Around the same time, Sam spotted a Shelter Movers Vancouver (SMV) post, calling for a volunteer grant writer and decided to apply. “I had no idea there was an organization like this until I started looking for volunteer opportunities – I mean, I could have used their services,” she says. When she didn’t get the position, an SMV Volunteer Coordinator contacted her and asked if she’d be interested in becoming a mover. Luckily for us, Sam agreed, earning not one but two organizations a valuable resource. While volunteering as a mover, Sam learned about Dixon Transition Society (an SMV partner) and joined their board of directors in 2022.

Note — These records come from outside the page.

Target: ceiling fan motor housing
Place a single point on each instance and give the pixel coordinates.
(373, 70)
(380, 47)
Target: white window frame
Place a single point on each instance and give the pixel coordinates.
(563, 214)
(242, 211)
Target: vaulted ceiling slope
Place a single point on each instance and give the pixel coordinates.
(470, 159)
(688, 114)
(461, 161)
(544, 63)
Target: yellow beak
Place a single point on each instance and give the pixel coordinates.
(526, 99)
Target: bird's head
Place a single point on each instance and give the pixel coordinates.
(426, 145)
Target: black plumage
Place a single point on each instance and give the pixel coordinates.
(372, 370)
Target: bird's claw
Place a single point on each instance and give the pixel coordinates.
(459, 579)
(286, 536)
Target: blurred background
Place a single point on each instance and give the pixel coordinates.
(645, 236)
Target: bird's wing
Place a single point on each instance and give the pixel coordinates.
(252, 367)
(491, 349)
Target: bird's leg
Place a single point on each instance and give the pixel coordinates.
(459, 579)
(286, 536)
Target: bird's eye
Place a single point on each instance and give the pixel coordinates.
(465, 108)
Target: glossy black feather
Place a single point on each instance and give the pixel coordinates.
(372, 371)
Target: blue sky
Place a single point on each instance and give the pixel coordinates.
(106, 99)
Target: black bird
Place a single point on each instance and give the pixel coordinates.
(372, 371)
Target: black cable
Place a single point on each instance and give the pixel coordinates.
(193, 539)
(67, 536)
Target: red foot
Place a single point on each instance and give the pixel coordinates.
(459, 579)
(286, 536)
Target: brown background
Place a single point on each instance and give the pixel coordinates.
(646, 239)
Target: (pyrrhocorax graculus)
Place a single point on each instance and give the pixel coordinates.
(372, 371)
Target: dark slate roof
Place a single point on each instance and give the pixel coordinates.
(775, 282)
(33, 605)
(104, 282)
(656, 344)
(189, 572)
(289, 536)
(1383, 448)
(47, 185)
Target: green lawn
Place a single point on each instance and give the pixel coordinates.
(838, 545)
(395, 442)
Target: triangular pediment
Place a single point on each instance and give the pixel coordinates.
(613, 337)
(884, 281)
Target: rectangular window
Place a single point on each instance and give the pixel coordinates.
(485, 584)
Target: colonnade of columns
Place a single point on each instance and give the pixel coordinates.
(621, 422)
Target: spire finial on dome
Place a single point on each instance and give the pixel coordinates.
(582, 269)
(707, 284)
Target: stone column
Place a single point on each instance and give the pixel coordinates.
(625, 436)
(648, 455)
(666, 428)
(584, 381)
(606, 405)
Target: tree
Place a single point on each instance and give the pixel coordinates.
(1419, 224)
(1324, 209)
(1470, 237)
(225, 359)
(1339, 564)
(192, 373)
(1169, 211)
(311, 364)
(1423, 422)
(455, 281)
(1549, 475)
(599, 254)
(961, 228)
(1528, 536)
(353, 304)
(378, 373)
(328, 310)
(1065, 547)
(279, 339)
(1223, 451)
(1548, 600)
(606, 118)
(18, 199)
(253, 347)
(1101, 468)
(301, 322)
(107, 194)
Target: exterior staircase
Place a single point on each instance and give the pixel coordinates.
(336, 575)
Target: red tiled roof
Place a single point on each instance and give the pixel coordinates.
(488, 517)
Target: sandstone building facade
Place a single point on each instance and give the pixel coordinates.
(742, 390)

Born in Dar es Salaam, Tanzania, Sam arrived to Canada at age twelve. After a year in Vancouver, she and her family moved to Maple Ridge where she graduated from high school. A talented student, she completed both her undergraduate and graduate degrees at the University of British Columbia where her mentor, who was also her graduate supervisor saw Sam’s love of teaching and suggested she pursue a career in the classroom, instead of doing research. She took his advice and has been teaching at Douglas College for the last three decades.
From September to April, Sam’s busy schedule makes it hard to commit to any moves. Despite being tight on time during the school year, she’s still able to make her dedication to volunteering work by volunteering during the summer months. “The beauty of Shelter Movers is that it’s flexible, there’s no pressure. While they suggest participating in one move a month, if you’re not able to [do that], that’s okay,” says Sam. She appreciates the various ways to stay engaged with the cause, even during the months she has to step back: “…if you go off the radar, they won’t stop sending you emails and blogs and the chance to participate in the town halls.” In other words, she says, “you’re not forgotten.”
"I could have used their services"
Sam remembers one high-risk move particularly vividly. It was during the holiday season, the abuser was present, and the scene felt familiar to her. “That move was really impactful – I realized that the client could have been me and the abuser could have been my husband, many years ago. It made me feel good that I’m not the only one that’s been through something like that.”
SMV was helping the client move from a large, comfortable house to a small basement suite, something that resonated with Sam. “Once we finished the move, we were all gathered at the woman’s new home and you could feel the burden come off of everybody’s shoulders,” she recalls. “We congratulated the client on her new home and wished her luck. You could see on her face that she was so relieved.” The whole time, Sam says, she was thinking that the woman could have been her.
From SMV to Dixon
In the summer of 2020, Sam volunteered to help move an SMV client and her toddler from Dixon House to a new home. It was Sam’s first time at Dixon House and she was struck by how warm and welcoming it was – a great place for families to feel at home until they were ready to move to more permanent housing. That experience inspired her to join the board of directors of Dixon Transition Society, where she can actively seek solutions to problems impacting clients. “We [Dixon] had to turn away 1300 people last fiscal year due to lack of space,” she notes and is interested in ways to reduce that number.
Sam says her motivation to keep volunteering with SMV is simple – it’s the clients. “You see the relief on their faces when it’s all done and you see their gratitude – you just can’t put a price on that. It’s very meaningful to me.”